Lawyers: Transgender Woman Assaulted, Denied Adequate Hormone Treatment In Ga. Prison

Ashley Diamond, 42, led the charge for better treatment of transgender inmates. In 2015, while in prison for burglary, she filed a lawsuit against the state because it refused to provide her hormone therapy.

The transgender woman whose lawsuit against the Georgia Department of Corrections led the prison system to change the way it treats transgender inmates says her rights are once again being violated.

In a letter to the Georgia Department of Corrections, lawyers for Ashley Diamond say she’s been repeatedly sexually assaulted and denied adequate hormone treatment.

“A federal court recognized that the fact of being in a maximum-security facility puts her at high risk of assault and yet again that’s where they have chosen to keep her,” said Beth Littrell, a senior staff attorney with the Southern Poverty Law Center.

She said the Georgia corrections department is violating its own policy to provide “constitutionally appropriate medical and mental health treatment.” That policy came about as a result of a lawsuit brought by Diamond in 2015.

“It indicates to us that the change that they instituted is on paper only and that transgender people who are incarcerated in Georgia prisons are still being brutalized and not given proper access to care,” Littrell said.

The Georgia Department of Corrections declined to comment for this story because, it says, Diamond’s allegations are “protected under federal law.”

Diamond, 42, led the charge for better treatment of transgender inmates. In 2015, while in prison for burglary, she filed a lawsuit against the state because it refused to provide her hormone therapy. She had received hormone treatments since age 17.

The lawsuit got the attention of the U.S. Justice Department, which intervened on her behalf.

Within a week, the state agreed to treat gender dysphoria as it would any other medical condition. It also ended its policy of denying new hormone therapy to transgender inmates.

Diamond was released shortly after, but she emerged from prison a different person, said her sister, Diana Diamond.

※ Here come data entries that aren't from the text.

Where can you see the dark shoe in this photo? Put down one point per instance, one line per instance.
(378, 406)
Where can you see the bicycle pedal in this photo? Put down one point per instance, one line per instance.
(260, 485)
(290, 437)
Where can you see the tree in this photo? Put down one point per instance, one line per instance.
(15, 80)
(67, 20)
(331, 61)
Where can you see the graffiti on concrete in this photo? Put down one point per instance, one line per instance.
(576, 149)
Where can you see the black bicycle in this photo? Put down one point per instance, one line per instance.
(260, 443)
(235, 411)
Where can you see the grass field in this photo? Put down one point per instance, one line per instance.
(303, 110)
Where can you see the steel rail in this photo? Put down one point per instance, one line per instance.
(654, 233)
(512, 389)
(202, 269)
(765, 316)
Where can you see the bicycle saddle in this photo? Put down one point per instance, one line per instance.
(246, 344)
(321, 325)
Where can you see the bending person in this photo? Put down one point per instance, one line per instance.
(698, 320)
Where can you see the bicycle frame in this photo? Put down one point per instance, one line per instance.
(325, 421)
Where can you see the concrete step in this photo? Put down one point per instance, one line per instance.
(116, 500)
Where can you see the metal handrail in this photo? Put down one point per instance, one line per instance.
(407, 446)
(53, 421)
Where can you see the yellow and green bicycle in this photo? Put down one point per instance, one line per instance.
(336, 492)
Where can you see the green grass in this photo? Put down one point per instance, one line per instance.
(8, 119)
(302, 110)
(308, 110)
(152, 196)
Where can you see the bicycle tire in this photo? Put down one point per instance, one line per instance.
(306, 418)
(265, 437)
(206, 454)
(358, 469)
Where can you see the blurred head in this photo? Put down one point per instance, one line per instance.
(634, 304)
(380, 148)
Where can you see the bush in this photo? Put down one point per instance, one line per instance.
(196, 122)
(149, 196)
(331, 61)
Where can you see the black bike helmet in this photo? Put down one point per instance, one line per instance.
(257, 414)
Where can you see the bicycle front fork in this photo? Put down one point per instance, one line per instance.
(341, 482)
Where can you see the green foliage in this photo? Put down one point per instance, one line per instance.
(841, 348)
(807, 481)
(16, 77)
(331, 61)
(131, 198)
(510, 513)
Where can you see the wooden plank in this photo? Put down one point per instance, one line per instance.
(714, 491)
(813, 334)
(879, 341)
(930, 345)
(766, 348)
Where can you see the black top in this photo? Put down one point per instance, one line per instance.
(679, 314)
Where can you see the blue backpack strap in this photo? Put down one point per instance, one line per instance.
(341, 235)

“Mentally and emotionally, she was like an egg that somebody had drained the yolk out of and just gave back the shell.”

Two years after her release, Ashley settled her lawsuit with the state, reportedly for $250,000. She got her own place and started putting on small shows, singing cover songs.

But Diana says her sister was constantly harassed. Under the terms of her parole, she couldn’t travel freely.

“Klan members would leave these notes and signs on her doors saying, You’re transgender, if you don’t know, use the bathrooms outdoors; and just making threatening gestures talking about killing her.”

In 2019, Ashley Diamond was arrested on a parole violation, and is now being held at Georgia Diagnostic and Classification Prison.

Littrell, her attorney, is calling for Diamond’s release. At a minimum, she said, Diamond should be held in a women’s facility.